Is Xiaomi partner Huami Technology’s IPO a toe in the water for smartphone maker?

Listing suggests Xiaomi and related companies ‘want to be out there quickly’

PUBLISHED : Monday, 15 January, 2018, 7:37pm
UPDATED : Tuesday, 16 January, 2018, 11:04am

Huami Technology, a major smartwatch maker for Chinese smartphone maker Xiaomi, has filed for an initial public offering in the United States, as Xiaomi itself prepares for a potentially huge flotation, in an indication that the smartphone maker and its suppliers are ready to tap capital markets and build their brands overseas.

Huami, backed by Xiaomi and its founder Lei Jun, aims to raise US$150 million on the Nasdaq, according to a prospectus released last week. The size of the IPO is yet to be revealed.

“Huami’s [IPO] is not a big offering.

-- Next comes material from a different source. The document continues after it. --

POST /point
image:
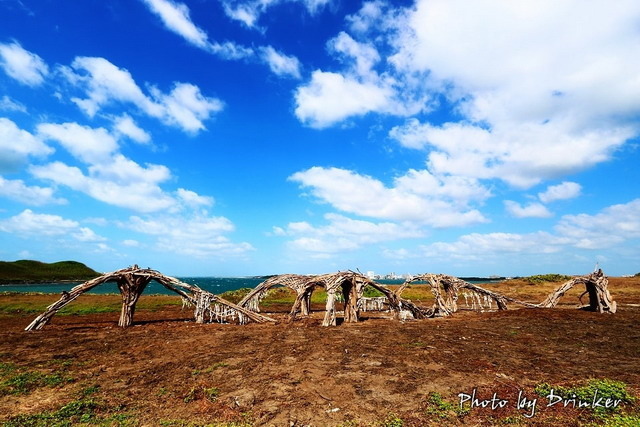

But it just shows how much they [Xiaomi and related companies] want to be out there quickly,” said Ken Wong, an Asian equity portfolio strategist at Eastspring Investments. “An overseas IPO could have a great impact on building brand awareness and the potential to help better engage stakeholders.”

Xiaomi is preparing its own flotation, which could be the biggest technology listing since Facebook’s in 2014.

Its global sales jumped by 102 per cent year-on-year in the third quarter last year to 27.6 million units, helped by aggressive expansion in markets such as India and a sped up drive into bricks-and-mortar stores, according to figures from the International Data Corporation.

Analysts said a successful IPO will help Xiaomi’s global ambitions.

In December, Lei Jun said the company planned to enter more international markets after sharing the No. 1 spot with Samsung in India; he also said the company is prepping for entry into the US market.

When it comes to listings by Chinese technology companies, Hong Kong has a good chance of winning deals, analysts said.

Xiaomi is a growth company and has high potential, but how much can it be valued still depends on market conditions and investors’ response
Ken Wong, Asian equity portfolio strategist, Eastspring Investments

Chinese issuers usually prefer the city as it is closer to their home market and enables access to a larger pool of international as well as mainland investors, who typically have a good understanding of the business models and products that tend to be relevant locally, said Mervyn Chow, co-head of investment banking and capital markets, Asia-Pacific, and Greater China chief executive of Credit Suisse.

“This has been important for Chinese technology firms, which are largely ‘product companies’ focused on building and selling products to consumers.”

Xiaomi has picked Morgan Stanley, Goldman Sachs, Deutsche Bank and Credit Suisse to handle its IPO, according to Bloomberg, which some banks expect to value the company at US$100 billion.

But Wong said he had reservations about this valuation. An estimate by bankers put Xiaomi’s net profit for 2018 at US$2 billion, doubling its profit for 2017, according to Reuters.

If valued at US$100 billion, Xiaomi could have a price to earning ratio of about 50 times. That is a lot higher than other consumer electronics companies, such as Samsung, which has a current ratio of between six and seven times, said Wong.

“Xiaomi is a growth company and has high potential, but how much can it be valued still depends on market conditions and investors’ response.”

Correction: Huami aims to raise US$150 million from IPO. A previous version incorrectly said US$1.5 million.